COOL BENEFITS of SLUSHIES
Most of us have experienced the downside to working out in the heat. Feeling lethargic, performing slower or how every movement seems to take more of an effort. Research has shown that the hotter it is, the harder it is to exercise. It also reveals that by being chilled before a strenuous activity can help with endurance. There are apparatuses that can assist, such as cooling vests or portable cooling tubs. However, something as simple as drinking a sweet, cold slushie before a workout can also improve your performance.

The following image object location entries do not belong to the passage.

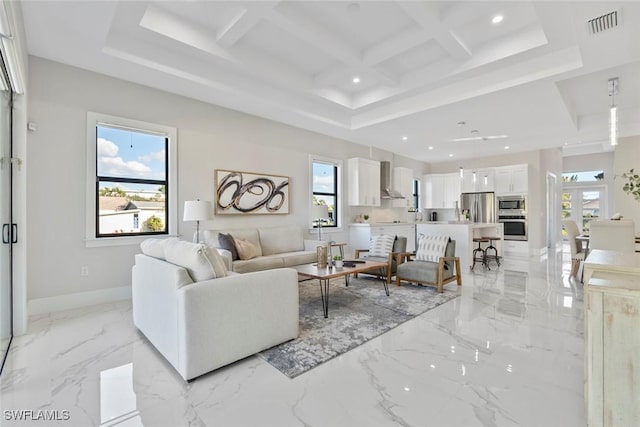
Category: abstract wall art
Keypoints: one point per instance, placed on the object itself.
(242, 193)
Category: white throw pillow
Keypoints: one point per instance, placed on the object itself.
(155, 247)
(431, 248)
(201, 261)
(381, 245)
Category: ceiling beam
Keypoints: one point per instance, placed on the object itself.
(427, 15)
(304, 29)
(243, 22)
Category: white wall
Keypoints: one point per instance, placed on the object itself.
(540, 162)
(626, 157)
(210, 137)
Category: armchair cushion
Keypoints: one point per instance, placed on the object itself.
(381, 245)
(246, 249)
(200, 261)
(431, 248)
(226, 242)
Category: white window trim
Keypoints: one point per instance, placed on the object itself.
(93, 119)
(341, 206)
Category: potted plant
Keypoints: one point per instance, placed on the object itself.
(337, 261)
(632, 184)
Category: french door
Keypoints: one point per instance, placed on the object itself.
(584, 204)
(9, 229)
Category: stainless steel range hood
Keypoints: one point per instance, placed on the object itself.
(386, 191)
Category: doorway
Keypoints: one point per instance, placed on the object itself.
(583, 205)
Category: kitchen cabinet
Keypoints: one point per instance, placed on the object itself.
(512, 179)
(441, 190)
(363, 182)
(403, 183)
(478, 180)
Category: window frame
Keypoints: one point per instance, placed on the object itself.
(171, 197)
(337, 164)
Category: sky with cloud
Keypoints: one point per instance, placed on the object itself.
(128, 154)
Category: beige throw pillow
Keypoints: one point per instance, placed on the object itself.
(246, 249)
(201, 261)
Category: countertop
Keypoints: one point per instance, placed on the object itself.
(467, 223)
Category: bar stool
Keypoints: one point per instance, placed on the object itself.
(482, 258)
(495, 250)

A new study reveals that young male recreational athletes who drank a slushie before running on a treadmill would go on average 10 minutes longer than when they only drank syrup-flavored cold water.
MONEY and FRIENDS
Research has shown that living a materialistic lifestyle won't make you liked by others or make you happier in the long-term. Leaf Van Boven, psychology professor at the University of Colorado at Boulder, has recently published his studies in the Personality and Social Psychology Bulletin. The study reveals that people tend to have a negative stereotypes about materialistic people, often describing them as "selfish" and "self-centered." Buyers are suggested to purchase experiences rather than goods if you want to be liked by your friends and feel happier too. So next time you want to buy that car or expensive bag, maybe swap it for a resort vacation instead.
Working Leads to Smiles
Research has shown that going to work is actually good for your health both physically and mentally in the long-term. Due to health-related issues, people sometimes take weeks, months and even years off work. However, this actually leads to other problems like social isolation, diminished confidence levels and mental health complications. The UK has recently introduced Fitness to Work certificates. This would hopefully encourage sick or injured employees to get back to work faster.
Great News for Mums-to-Be
Maternal mortality rates sees a sharp decline for the first time in decades. Findings published in the medical journal The Lancet reveal that deaths relating to childbirth and pregnancy have decreased from 526,300 in 1980 to about 342,900 in 2008. The figures were pulled from death records, censuses, surveys and published studies from 181 countries. Factors that might have contributed to the improvement are: lower pregnancy rates in some countries; improved nutrition and access to health care; more education for women; and better medical training. The journal's editor, Dr. Richard Horton, stated that the newly released figures would help the cause in raising awareness of maternal health, rather than hinder it.